All writing

~/writing/gpsd-i2c-chrony-shm

Precision timing
4 min read

The GPS that answers 0xFF when it has nothing to say

Reading a u-blox GPS over I2C frees the UART, but the I2C interface has no concept of idle. When the module has nothing to send, every read comes back as 0xFF filler. This is the small bridge that turns that into a chrony refclock.

A u-blox GPS has more than one way to talk. There's the UART everyone uses, but there's also an I2C interface (u-blox calls it DDC), and I2C is appealing when the serial port is already spoken for: ts2phc driving a PTP clock, say, or a board with no UART to spare. You give up the pulse-per-second precision a serial-plus-PPS setup gets you, but you get a coarse NMEA time source over two wires you probably already have.

The problem is that I2C has no concept of "nothing to send right now." A UART just stays idle between sentences. I2C is master-driven: you ask for bytes, you get bytes, always. So when the module has no NMEA queued, it has to answer with something. What it answers is 0xFF, over and over, for as many bytes as you request. Reading the GPS is an exercise in wading through filler to find the actual sentences.

Skip the filler, stamp the dollar sign

The read loop pulls a chunk off the bus and walks it byte by byte. A 0xFF means the module has nothing. Drop it. A $ is the start of an NMEA sentence, and that's the moment to take a timestamp: at the front of the sentence, not the end, so the time recorded is as close as possible to when the fix was emitted rather than after the whole sentence trickled across the bus.

reader.go (the I2C byte stream)
buf := make([]byte, r.chunk) // default 128 bytes per read
for {
    r.dev.Read(buf)
    for _, b := range buf {
        if b == 0xFF { // module idle filler; not data
            continue
        }
        if b == '$' {
            recvAt = time.Now() // timestamp at the START of the sentence
            haveStart = true
            line = line[:0]
            line = append(line, '$')
            continue
        }
        if b == '\n' {
            if haveStart && validateNMEA(line) {
                r.onSentence(line, recvAt)
            }
            haveStart = false
            continue
        }
        // accumulate, with an overflow guard that drops a runaway line
    }
}

There's a subtlety in that 0xFF check: 0xFF is also a perfectly legal byte in the middle of binary UBX frames. It works here because the module is configured to emit NMEA on the I2C port, not UBX, so a 0xFF on this stream really is filler and never payload. Don't filter bytes you don't understand unless you've arranged to understand all the ones that matter.

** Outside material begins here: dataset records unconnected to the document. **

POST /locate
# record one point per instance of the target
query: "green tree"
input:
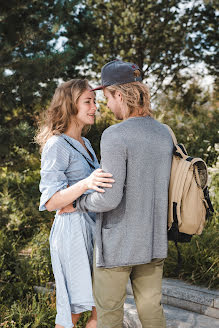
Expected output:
(192, 112)
(31, 63)
(162, 37)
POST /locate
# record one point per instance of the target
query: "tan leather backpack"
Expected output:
(189, 202)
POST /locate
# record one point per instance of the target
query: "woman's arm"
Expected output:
(66, 196)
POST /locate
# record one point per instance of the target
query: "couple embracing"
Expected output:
(118, 210)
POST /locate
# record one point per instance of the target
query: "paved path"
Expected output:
(191, 304)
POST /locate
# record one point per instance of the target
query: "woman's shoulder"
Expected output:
(56, 142)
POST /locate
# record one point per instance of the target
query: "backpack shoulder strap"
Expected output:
(172, 134)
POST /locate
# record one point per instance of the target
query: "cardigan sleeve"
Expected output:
(54, 162)
(113, 160)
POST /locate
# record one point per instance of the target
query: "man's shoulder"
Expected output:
(115, 129)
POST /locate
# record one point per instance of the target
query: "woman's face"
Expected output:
(86, 108)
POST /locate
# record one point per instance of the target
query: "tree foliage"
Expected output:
(162, 36)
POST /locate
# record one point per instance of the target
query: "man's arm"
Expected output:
(113, 160)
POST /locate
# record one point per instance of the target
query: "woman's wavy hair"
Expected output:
(135, 95)
(57, 117)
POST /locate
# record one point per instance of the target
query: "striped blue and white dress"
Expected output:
(72, 234)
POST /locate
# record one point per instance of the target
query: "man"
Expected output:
(131, 231)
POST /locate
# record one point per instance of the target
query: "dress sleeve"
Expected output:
(54, 162)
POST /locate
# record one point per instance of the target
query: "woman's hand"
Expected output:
(67, 209)
(99, 179)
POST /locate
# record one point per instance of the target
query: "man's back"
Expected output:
(133, 228)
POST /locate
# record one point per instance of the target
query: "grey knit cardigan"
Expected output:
(131, 228)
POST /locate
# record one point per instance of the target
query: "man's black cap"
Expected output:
(118, 72)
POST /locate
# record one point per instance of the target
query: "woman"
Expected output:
(69, 168)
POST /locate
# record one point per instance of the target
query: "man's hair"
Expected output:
(135, 95)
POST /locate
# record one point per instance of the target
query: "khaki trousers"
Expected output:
(109, 288)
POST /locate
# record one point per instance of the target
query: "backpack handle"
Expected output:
(172, 135)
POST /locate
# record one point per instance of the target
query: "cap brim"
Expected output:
(98, 88)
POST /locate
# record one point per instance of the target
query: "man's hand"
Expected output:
(67, 209)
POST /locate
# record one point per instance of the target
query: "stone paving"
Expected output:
(194, 307)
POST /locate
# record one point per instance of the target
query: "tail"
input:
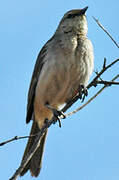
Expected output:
(34, 165)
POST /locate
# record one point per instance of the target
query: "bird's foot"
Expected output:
(57, 114)
(83, 92)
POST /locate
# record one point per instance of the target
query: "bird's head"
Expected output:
(74, 20)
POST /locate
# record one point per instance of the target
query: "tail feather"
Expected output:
(34, 165)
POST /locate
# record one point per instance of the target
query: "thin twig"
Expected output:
(94, 82)
(109, 83)
(92, 98)
(100, 25)
(16, 138)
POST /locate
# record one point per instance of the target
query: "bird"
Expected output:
(64, 63)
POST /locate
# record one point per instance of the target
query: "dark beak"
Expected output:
(84, 10)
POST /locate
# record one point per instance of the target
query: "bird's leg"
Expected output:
(83, 92)
(56, 114)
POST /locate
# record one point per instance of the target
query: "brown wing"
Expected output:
(33, 84)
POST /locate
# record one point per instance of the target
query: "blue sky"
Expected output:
(87, 145)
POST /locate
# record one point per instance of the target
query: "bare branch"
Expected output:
(92, 98)
(100, 25)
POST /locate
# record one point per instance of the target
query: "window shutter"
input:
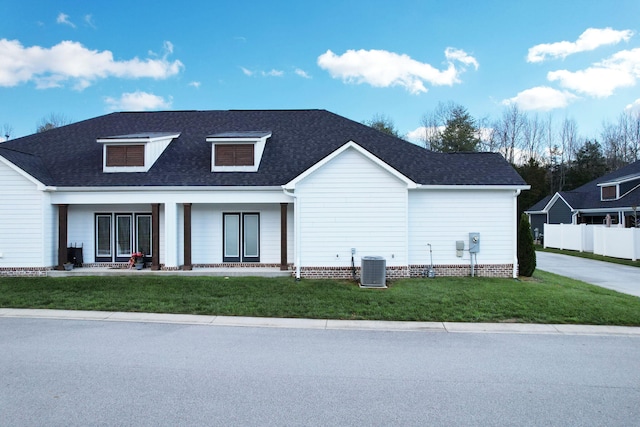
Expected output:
(125, 155)
(116, 155)
(609, 193)
(234, 154)
(135, 155)
(244, 155)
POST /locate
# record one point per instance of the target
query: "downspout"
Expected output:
(296, 229)
(515, 234)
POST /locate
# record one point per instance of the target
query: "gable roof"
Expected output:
(588, 196)
(69, 156)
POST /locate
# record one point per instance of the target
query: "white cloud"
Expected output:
(71, 61)
(542, 98)
(380, 68)
(272, 73)
(600, 80)
(417, 135)
(300, 72)
(88, 20)
(63, 18)
(634, 107)
(591, 39)
(138, 101)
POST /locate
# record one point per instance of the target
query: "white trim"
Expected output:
(24, 174)
(145, 188)
(420, 187)
(292, 184)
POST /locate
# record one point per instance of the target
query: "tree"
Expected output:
(526, 250)
(460, 132)
(536, 176)
(589, 164)
(384, 124)
(509, 132)
(450, 128)
(5, 132)
(52, 121)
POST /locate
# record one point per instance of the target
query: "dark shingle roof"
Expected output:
(69, 156)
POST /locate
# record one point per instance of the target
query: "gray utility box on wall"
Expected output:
(474, 242)
(373, 273)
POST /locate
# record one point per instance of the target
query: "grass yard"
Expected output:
(545, 298)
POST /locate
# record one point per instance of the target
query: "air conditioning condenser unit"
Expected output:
(373, 272)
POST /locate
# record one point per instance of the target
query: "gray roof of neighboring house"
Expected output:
(69, 156)
(588, 196)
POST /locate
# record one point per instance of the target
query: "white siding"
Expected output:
(352, 203)
(441, 217)
(22, 216)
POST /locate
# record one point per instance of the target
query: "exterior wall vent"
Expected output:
(373, 272)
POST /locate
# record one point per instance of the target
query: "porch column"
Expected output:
(187, 237)
(63, 213)
(155, 236)
(283, 236)
(171, 235)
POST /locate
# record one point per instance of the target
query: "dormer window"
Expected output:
(234, 155)
(237, 151)
(609, 192)
(125, 155)
(133, 152)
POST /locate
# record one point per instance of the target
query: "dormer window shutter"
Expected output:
(234, 154)
(125, 155)
(609, 192)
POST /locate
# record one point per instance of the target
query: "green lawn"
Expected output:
(545, 298)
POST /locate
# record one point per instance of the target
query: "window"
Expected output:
(125, 155)
(234, 155)
(609, 192)
(118, 235)
(241, 240)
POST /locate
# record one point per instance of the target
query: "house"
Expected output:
(614, 197)
(306, 191)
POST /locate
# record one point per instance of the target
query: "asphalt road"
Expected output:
(621, 278)
(79, 373)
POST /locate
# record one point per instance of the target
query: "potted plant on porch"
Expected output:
(137, 260)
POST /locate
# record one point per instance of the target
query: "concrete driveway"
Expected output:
(618, 277)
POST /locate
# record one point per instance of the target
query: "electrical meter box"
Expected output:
(474, 242)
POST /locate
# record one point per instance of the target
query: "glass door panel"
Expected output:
(103, 236)
(231, 237)
(123, 236)
(251, 241)
(143, 234)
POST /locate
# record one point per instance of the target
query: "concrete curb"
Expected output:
(372, 325)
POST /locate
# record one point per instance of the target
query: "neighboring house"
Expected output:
(616, 194)
(306, 191)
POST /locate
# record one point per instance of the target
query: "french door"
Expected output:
(241, 237)
(119, 235)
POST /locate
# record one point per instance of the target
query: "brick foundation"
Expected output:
(453, 270)
(24, 271)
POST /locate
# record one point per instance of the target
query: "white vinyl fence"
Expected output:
(608, 241)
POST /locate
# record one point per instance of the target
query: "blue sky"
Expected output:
(81, 59)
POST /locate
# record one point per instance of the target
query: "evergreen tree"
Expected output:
(460, 132)
(526, 250)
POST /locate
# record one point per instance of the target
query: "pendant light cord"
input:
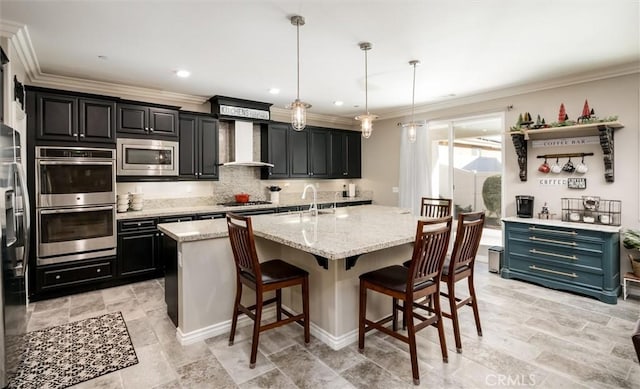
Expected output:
(413, 94)
(366, 89)
(298, 58)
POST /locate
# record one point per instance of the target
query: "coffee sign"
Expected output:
(579, 141)
(248, 113)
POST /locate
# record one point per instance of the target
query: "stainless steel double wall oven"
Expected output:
(75, 204)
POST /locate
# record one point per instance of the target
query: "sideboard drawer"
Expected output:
(571, 275)
(565, 257)
(589, 243)
(560, 255)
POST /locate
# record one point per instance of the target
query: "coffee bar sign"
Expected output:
(578, 141)
(248, 113)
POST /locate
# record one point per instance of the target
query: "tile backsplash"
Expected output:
(233, 179)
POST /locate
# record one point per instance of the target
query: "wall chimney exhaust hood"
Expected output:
(242, 114)
(241, 145)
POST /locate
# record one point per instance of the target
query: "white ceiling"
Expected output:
(243, 48)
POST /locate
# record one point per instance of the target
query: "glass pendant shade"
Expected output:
(298, 108)
(299, 115)
(412, 133)
(366, 125)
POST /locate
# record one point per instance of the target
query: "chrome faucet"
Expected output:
(313, 208)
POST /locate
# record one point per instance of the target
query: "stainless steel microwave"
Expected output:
(146, 157)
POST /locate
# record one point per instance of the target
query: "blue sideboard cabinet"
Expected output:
(582, 258)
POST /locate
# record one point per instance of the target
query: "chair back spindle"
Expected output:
(468, 235)
(430, 248)
(435, 208)
(243, 245)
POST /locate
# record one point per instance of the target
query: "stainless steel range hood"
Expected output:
(239, 146)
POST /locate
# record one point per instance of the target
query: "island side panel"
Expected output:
(334, 292)
(207, 286)
(348, 287)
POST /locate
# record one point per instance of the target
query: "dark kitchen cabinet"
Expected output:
(138, 120)
(319, 152)
(198, 147)
(346, 154)
(62, 117)
(3, 59)
(274, 148)
(74, 274)
(97, 120)
(298, 154)
(138, 248)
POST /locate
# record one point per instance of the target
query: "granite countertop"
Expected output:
(559, 223)
(199, 209)
(347, 232)
(195, 230)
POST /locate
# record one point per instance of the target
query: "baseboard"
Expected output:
(219, 328)
(335, 342)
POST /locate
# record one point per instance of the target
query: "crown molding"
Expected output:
(600, 74)
(284, 115)
(119, 90)
(19, 36)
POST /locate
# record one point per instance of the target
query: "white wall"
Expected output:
(614, 96)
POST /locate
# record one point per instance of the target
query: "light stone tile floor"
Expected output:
(533, 337)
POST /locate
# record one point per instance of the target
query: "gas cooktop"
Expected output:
(236, 204)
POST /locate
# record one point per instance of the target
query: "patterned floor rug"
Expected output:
(65, 355)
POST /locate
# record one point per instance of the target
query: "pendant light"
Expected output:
(298, 108)
(367, 119)
(412, 126)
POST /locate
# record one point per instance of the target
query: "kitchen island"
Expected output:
(334, 247)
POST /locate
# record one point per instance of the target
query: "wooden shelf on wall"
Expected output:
(603, 130)
(589, 129)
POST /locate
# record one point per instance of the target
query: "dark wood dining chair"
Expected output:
(272, 275)
(432, 207)
(460, 266)
(421, 279)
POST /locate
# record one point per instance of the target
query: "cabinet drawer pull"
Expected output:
(571, 257)
(553, 241)
(534, 228)
(572, 275)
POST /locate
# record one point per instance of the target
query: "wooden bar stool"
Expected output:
(421, 279)
(460, 266)
(273, 275)
(435, 208)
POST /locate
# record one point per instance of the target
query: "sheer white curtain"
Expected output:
(415, 170)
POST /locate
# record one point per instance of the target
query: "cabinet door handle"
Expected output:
(571, 257)
(572, 275)
(553, 241)
(534, 228)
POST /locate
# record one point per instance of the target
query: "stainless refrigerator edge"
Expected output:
(15, 223)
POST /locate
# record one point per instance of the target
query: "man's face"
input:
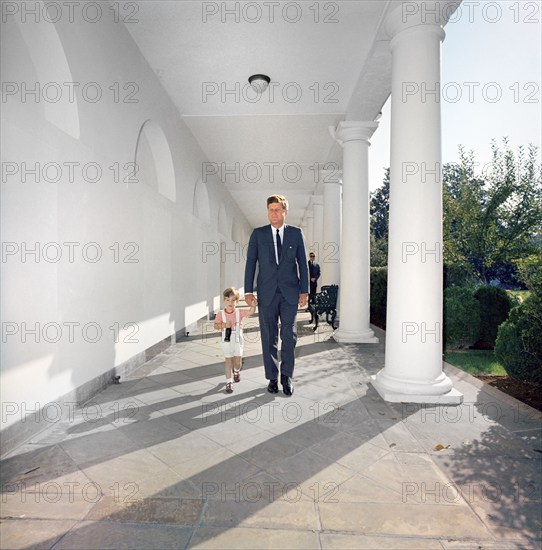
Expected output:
(276, 214)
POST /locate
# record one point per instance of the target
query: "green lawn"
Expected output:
(475, 362)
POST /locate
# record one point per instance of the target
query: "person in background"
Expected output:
(314, 275)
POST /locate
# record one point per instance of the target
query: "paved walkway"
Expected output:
(167, 459)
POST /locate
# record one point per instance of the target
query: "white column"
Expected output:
(309, 234)
(330, 251)
(413, 361)
(354, 292)
(317, 202)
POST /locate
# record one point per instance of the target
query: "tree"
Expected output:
(380, 200)
(380, 204)
(491, 221)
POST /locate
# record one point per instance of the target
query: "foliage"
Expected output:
(379, 251)
(530, 272)
(379, 295)
(475, 362)
(457, 275)
(495, 304)
(380, 204)
(461, 317)
(491, 221)
(519, 341)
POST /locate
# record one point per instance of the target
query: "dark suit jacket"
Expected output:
(291, 276)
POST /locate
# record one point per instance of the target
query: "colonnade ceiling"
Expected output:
(326, 60)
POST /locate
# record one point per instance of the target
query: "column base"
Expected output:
(417, 393)
(355, 336)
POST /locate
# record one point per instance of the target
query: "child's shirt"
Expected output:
(231, 317)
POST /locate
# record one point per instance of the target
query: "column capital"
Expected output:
(353, 130)
(331, 177)
(423, 15)
(316, 200)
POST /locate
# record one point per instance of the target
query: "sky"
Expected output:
(497, 46)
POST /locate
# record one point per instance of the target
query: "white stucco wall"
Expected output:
(155, 280)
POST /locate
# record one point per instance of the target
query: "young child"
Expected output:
(230, 322)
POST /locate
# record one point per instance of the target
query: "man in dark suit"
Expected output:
(314, 275)
(283, 284)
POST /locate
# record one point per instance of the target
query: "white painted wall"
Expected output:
(168, 284)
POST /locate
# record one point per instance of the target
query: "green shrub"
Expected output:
(379, 295)
(495, 306)
(519, 341)
(457, 275)
(461, 317)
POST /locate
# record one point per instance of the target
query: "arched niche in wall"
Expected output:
(223, 221)
(153, 160)
(57, 89)
(201, 207)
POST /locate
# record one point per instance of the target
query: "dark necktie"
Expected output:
(279, 245)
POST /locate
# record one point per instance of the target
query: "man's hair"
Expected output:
(231, 292)
(278, 198)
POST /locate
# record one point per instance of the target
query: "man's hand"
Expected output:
(251, 301)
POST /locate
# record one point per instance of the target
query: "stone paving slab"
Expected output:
(167, 459)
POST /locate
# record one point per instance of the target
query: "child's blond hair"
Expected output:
(231, 291)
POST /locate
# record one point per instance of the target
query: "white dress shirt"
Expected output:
(281, 233)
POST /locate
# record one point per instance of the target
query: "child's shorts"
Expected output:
(233, 348)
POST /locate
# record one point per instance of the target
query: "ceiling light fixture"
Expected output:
(259, 82)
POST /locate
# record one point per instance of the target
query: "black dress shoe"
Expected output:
(287, 385)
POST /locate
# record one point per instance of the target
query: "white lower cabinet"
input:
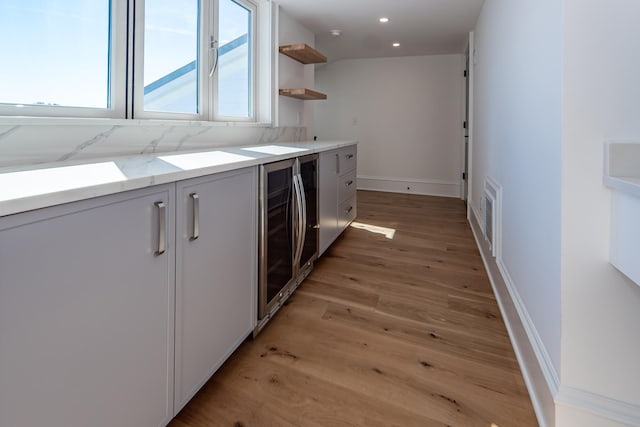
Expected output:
(86, 313)
(328, 171)
(337, 200)
(216, 274)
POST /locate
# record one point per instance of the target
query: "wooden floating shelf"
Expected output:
(305, 94)
(303, 53)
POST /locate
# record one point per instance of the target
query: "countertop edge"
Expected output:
(23, 204)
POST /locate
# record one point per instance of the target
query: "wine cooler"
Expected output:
(288, 230)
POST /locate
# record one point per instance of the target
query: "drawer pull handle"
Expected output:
(162, 225)
(195, 199)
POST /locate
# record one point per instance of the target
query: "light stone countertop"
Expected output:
(29, 188)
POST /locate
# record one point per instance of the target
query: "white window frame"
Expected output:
(126, 63)
(138, 69)
(213, 93)
(117, 78)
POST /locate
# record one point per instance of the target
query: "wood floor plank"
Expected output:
(401, 331)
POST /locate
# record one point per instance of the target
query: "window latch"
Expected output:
(213, 45)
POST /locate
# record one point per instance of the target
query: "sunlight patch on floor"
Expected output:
(386, 232)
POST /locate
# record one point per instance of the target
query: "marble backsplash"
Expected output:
(32, 144)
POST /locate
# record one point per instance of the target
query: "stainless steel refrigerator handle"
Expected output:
(299, 223)
(304, 216)
(162, 228)
(195, 201)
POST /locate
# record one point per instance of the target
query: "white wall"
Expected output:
(553, 81)
(600, 307)
(407, 115)
(517, 141)
(292, 74)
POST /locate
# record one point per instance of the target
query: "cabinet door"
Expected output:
(216, 301)
(86, 325)
(328, 200)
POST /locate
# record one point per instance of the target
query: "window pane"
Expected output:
(171, 56)
(55, 52)
(234, 70)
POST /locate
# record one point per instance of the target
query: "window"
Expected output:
(165, 59)
(198, 60)
(61, 53)
(171, 58)
(234, 78)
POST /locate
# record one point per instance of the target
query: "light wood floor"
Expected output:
(401, 331)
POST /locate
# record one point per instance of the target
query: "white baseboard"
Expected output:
(548, 395)
(601, 409)
(409, 186)
(539, 375)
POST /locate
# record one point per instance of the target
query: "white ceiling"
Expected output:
(422, 27)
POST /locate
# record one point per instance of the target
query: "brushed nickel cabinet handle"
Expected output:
(195, 201)
(162, 225)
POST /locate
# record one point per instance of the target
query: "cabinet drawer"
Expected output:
(346, 185)
(348, 156)
(347, 212)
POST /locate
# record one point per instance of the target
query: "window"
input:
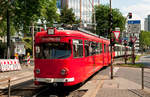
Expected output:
(77, 48)
(86, 46)
(53, 50)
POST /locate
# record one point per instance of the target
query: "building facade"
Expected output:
(83, 9)
(146, 24)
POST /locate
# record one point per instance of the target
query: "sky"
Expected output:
(139, 8)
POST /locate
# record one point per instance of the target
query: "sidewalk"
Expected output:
(16, 76)
(120, 87)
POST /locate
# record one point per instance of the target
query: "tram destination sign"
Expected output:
(134, 26)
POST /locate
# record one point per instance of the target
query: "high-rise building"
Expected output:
(146, 24)
(83, 9)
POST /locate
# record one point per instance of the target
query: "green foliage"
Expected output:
(144, 39)
(102, 19)
(2, 49)
(28, 42)
(67, 16)
(24, 13)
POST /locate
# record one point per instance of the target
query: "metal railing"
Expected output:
(145, 77)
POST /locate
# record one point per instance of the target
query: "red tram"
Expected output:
(68, 57)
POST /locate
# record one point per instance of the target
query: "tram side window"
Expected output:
(77, 48)
(86, 46)
(104, 47)
(94, 47)
(101, 49)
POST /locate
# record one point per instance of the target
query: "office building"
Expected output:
(146, 24)
(83, 9)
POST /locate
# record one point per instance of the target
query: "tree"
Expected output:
(102, 19)
(68, 17)
(23, 13)
(144, 39)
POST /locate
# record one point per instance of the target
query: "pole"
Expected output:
(111, 66)
(125, 54)
(9, 87)
(142, 77)
(133, 56)
(80, 12)
(8, 35)
(33, 41)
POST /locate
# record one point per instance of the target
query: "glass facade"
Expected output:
(86, 8)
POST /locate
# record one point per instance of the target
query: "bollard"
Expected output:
(9, 87)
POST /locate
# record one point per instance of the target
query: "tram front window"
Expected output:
(53, 51)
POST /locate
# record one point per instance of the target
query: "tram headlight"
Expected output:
(64, 71)
(37, 71)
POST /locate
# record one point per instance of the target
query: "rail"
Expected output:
(145, 77)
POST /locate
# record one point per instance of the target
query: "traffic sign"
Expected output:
(133, 38)
(116, 34)
(134, 26)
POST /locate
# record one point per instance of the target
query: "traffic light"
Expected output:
(130, 15)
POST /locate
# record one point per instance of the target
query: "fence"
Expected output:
(145, 77)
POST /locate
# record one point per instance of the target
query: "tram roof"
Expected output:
(72, 33)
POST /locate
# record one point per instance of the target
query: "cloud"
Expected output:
(139, 11)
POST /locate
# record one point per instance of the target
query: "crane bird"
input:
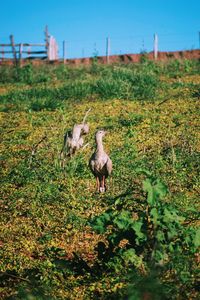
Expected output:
(100, 163)
(73, 140)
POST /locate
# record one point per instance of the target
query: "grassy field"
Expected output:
(59, 239)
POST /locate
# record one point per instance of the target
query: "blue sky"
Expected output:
(85, 24)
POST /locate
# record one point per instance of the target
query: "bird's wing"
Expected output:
(92, 163)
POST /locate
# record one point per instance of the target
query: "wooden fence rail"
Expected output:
(48, 50)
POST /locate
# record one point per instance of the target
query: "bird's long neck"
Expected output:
(99, 145)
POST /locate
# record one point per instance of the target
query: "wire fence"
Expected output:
(129, 44)
(118, 45)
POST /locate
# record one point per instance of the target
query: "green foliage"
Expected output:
(154, 236)
(145, 238)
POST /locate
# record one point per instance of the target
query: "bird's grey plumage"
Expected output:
(100, 163)
(73, 140)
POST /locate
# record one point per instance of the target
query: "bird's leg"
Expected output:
(97, 184)
(102, 185)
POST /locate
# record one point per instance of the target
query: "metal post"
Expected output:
(155, 46)
(107, 49)
(13, 49)
(64, 52)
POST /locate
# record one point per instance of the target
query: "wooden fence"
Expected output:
(47, 50)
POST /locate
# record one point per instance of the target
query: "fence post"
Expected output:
(20, 54)
(47, 41)
(107, 49)
(13, 49)
(64, 52)
(155, 48)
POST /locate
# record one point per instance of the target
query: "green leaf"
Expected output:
(197, 238)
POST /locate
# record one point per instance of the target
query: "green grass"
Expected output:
(48, 246)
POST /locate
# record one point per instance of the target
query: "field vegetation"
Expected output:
(59, 239)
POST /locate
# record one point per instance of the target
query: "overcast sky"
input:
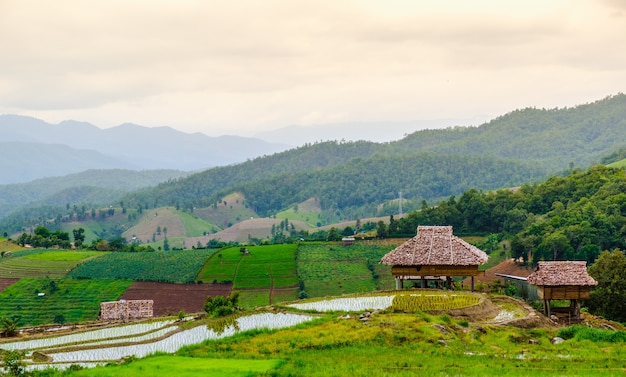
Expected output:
(241, 67)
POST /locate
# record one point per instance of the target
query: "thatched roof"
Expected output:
(561, 273)
(435, 246)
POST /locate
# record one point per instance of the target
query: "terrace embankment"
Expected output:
(489, 307)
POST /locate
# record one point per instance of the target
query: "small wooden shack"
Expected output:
(434, 253)
(562, 280)
(126, 309)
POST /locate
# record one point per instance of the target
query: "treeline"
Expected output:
(565, 218)
(358, 187)
(42, 237)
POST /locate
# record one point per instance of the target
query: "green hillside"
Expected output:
(43, 301)
(163, 266)
(95, 187)
(43, 263)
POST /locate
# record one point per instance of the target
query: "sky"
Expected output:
(244, 67)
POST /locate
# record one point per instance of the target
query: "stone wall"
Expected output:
(126, 309)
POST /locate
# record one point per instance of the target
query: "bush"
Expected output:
(220, 306)
(579, 333)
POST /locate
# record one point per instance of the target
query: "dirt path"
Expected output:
(271, 287)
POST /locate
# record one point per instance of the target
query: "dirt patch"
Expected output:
(172, 298)
(532, 318)
(7, 282)
(484, 310)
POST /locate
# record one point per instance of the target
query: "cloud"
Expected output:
(254, 64)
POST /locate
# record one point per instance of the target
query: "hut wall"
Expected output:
(126, 309)
(563, 292)
(436, 270)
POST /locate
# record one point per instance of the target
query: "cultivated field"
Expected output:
(44, 301)
(333, 270)
(266, 275)
(171, 298)
(43, 263)
(165, 266)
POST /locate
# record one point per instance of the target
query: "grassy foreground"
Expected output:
(166, 365)
(418, 344)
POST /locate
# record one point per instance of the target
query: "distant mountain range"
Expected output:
(350, 179)
(32, 149)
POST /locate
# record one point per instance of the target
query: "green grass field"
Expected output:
(165, 365)
(256, 274)
(166, 266)
(46, 301)
(263, 267)
(413, 345)
(333, 270)
(43, 263)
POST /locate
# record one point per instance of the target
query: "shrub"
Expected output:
(9, 327)
(579, 333)
(220, 306)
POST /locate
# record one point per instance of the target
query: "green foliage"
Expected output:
(43, 301)
(331, 269)
(220, 306)
(42, 263)
(608, 298)
(263, 267)
(13, 361)
(165, 266)
(422, 301)
(8, 326)
(580, 333)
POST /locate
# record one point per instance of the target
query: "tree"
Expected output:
(79, 236)
(14, 362)
(608, 299)
(9, 327)
(333, 234)
(220, 306)
(381, 229)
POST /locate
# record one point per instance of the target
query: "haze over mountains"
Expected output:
(32, 149)
(351, 179)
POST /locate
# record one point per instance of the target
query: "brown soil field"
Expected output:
(172, 298)
(7, 282)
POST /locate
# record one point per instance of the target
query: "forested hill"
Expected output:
(352, 178)
(354, 188)
(551, 139)
(547, 140)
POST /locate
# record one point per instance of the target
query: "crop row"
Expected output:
(92, 337)
(44, 301)
(411, 303)
(177, 340)
(166, 266)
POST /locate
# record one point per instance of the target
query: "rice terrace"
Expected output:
(306, 309)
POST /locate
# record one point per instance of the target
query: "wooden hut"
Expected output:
(562, 281)
(434, 252)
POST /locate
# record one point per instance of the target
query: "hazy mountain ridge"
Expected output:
(28, 153)
(551, 138)
(91, 186)
(355, 177)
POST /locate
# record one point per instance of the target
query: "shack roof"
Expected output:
(435, 246)
(561, 273)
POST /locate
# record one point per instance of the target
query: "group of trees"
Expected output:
(42, 237)
(565, 218)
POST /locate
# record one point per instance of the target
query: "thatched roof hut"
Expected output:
(557, 273)
(562, 280)
(434, 251)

The time this produces is coarse, and it says so. NMEA over I2C, timestamped in software at the $, is good to about a millisecond. So the refclock advertises a precision of -10 (roughly 1 ms) rather than claiming the nanosecond accuracy a PPS source would have. A clock that overstates its precision is worse than one that admits its limits, because chrony will weight it accordingly.

A refclock that does not own its shared memory

The other interesting call is how it hands time to chrony. The standard mechanism is an NTP shared-memory segment: the refclock writes timestamps into a SysV shared memory region keyed by a unit number, and chrony reads them. The usual approach creates that segment with IPC_CREAT.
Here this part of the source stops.